The No Time To Die Stunt That Required An Insane Amount Of Coca-Cola
A lot of attention has been paid over the years to the loss of life attributed to 007. Per The Guardian, there was a time when Pierce Brosnan killed an average of around 34 people per movie. And while the role of violence in media is certainly worth examining, focusing on acts of aggression towards humans only serves to obfuscate the real, hard-hitting questions — like, "How much brand-name soda has James Bond used up?"
Thankfully, the production team behind No Time to Die has done the socially responsible thing and offered the public a sense of transparency by revealing the answer. A staggering 8,400 gallons of Coca-Cola were sprayed on the ground during the making of the film, the 25th installment in the James Bond franchise. Adding to the inherent weirdness of this statement is the fact that it was all done to pull off a single stunt.
Lee Morrison, the stunt head on No Time to Die, told Total Film magazine (via NME) that the stunt involved outgoing James Bond actor Daniel Craig's double Paul Edwards riding a motorcycle, hitting a ramp, and landing on a cobblestone street. Craig himself was the one who figured out a way to make that all happen, and it sounds like pretty regular 9-to-5 stuff for the MI-6 agent with the most hours logged in mandatory HR meetings. As with most motorcycle jumps, though, the real trick was getting the vehicle to land on the ground without trashing the stunt performer's skeletal integrity. Complicating matters was the fact that cobblestone streets have a reputation for getting treacherously slippery. Thus, the No Time to Die crew looked for reliable ways to add some friction to the road. And that's where Coca-Cola came in.

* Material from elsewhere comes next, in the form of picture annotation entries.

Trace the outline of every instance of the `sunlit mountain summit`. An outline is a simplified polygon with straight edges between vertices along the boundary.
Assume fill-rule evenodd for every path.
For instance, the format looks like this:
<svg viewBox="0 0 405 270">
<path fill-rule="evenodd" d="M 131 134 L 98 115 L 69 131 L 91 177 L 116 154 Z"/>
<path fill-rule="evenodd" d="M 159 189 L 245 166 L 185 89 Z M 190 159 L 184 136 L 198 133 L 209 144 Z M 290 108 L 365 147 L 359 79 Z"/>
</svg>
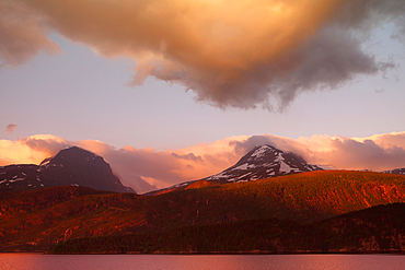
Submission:
<svg viewBox="0 0 405 270">
<path fill-rule="evenodd" d="M 78 146 L 61 150 L 39 165 L 0 167 L 0 190 L 21 191 L 57 186 L 82 186 L 114 192 L 135 192 L 115 176 L 100 155 Z"/>
<path fill-rule="evenodd" d="M 196 181 L 216 184 L 252 181 L 321 169 L 323 168 L 308 164 L 301 156 L 294 153 L 284 152 L 269 144 L 262 144 L 247 152 L 235 165 L 219 174 L 199 180 L 177 184 L 165 189 L 149 192 L 148 195 L 184 189 Z"/>
</svg>

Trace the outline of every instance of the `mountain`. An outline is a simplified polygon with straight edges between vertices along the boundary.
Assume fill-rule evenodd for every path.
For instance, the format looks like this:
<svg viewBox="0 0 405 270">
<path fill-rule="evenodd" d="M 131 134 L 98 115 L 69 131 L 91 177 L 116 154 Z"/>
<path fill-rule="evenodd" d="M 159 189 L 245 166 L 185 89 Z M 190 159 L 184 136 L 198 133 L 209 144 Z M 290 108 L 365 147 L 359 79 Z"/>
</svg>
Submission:
<svg viewBox="0 0 405 270">
<path fill-rule="evenodd" d="M 0 167 L 0 190 L 21 191 L 67 185 L 135 192 L 120 183 L 103 157 L 78 146 L 63 149 L 39 165 Z"/>
<path fill-rule="evenodd" d="M 282 152 L 275 146 L 263 144 L 257 145 L 233 166 L 225 171 L 194 181 L 186 181 L 175 186 L 154 190 L 146 195 L 157 195 L 173 190 L 181 190 L 194 186 L 207 186 L 212 184 L 251 181 L 264 178 L 271 178 L 282 175 L 298 174 L 312 171 L 322 171 L 316 165 L 308 164 L 301 156 Z M 196 185 L 197 184 L 197 185 Z"/>
<path fill-rule="evenodd" d="M 232 167 L 204 180 L 238 183 L 321 169 L 299 155 L 264 144 L 255 146 Z"/>
<path fill-rule="evenodd" d="M 405 175 L 405 168 L 395 168 L 391 171 L 384 171 L 386 174 Z"/>
<path fill-rule="evenodd" d="M 182 232 L 185 226 L 232 226 L 263 219 L 309 225 L 394 202 L 405 202 L 405 176 L 350 171 L 291 174 L 158 196 L 74 186 L 0 191 L 0 251 L 46 250 L 80 237 Z M 277 233 L 277 227 L 268 227 Z"/>
<path fill-rule="evenodd" d="M 405 203 L 377 206 L 302 225 L 247 220 L 143 234 L 68 239 L 53 254 L 193 253 L 306 254 L 405 250 Z"/>
</svg>

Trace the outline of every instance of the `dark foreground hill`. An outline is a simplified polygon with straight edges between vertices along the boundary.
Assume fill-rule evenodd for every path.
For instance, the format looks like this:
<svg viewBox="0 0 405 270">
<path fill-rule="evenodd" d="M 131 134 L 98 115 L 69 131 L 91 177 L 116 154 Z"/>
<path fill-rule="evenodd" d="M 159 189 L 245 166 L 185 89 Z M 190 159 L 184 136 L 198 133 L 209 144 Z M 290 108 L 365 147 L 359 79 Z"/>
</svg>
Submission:
<svg viewBox="0 0 405 270">
<path fill-rule="evenodd" d="M 252 181 L 290 174 L 299 174 L 312 171 L 322 171 L 316 165 L 308 164 L 301 156 L 284 152 L 275 146 L 263 144 L 257 145 L 242 156 L 236 164 L 222 171 L 219 174 L 206 177 L 200 180 L 186 181 L 175 186 L 154 190 L 146 195 L 166 193 L 183 190 L 196 185 L 216 185 L 240 181 Z"/>
<path fill-rule="evenodd" d="M 39 165 L 0 167 L 0 190 L 22 191 L 57 186 L 82 186 L 115 192 L 135 192 L 125 187 L 103 157 L 72 146 Z"/>
<path fill-rule="evenodd" d="M 61 240 L 282 220 L 311 224 L 405 202 L 405 176 L 319 171 L 159 196 L 55 187 L 0 193 L 0 250 L 44 250 Z"/>
<path fill-rule="evenodd" d="M 404 253 L 405 203 L 378 206 L 302 225 L 276 219 L 187 226 L 158 233 L 69 239 L 53 254 Z"/>
</svg>

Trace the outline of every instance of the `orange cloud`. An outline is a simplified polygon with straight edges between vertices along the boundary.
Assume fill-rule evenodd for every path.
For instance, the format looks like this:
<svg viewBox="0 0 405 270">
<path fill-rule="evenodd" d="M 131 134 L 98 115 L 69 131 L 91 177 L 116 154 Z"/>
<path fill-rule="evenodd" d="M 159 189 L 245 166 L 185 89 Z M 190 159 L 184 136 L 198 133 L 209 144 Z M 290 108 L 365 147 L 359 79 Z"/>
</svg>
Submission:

Coca-Cola helps Bond stick the landing in No Time to Die
Chatting with Total Film for the magazine's No Time to Die cover story, Morrison described the process of giving the infrastructure of southern Italy a Coke and a smile. "I spent nearly €60,000 spraying Coca-Cola around Matera," he said. "I've been spraying Coca-Cola on slippery surfaces for a very long time."
€60,000, or around $71,000 USD, bought the production the estimated 8,400 gallons of Coke necessary to sufficiently sticky-up the cobblestones, and the stunt appears to have gone off without a hitch. Plus, as Morrison later shared, the soft drink "makes things look very clean after it washes off."
Dropping more than most people make in a year on a beverage that was literally dumped on the ground also gives audiences an idea of how No Time to Die became the most expensive James Bond movie to date (via The Hollywood Reporter). There's been no word so far on how the small Italian community went on to deal with the millions of hornets that presumably descended on the city afterwards, but one can only hope that the crew washed away the tanker truck-worth of soda using an equally enormous amount of Mentos.
After suffering repeated delays in the face of theater closures in most American markets, No Time to Die is tentatively scheduled for an April 2021 release.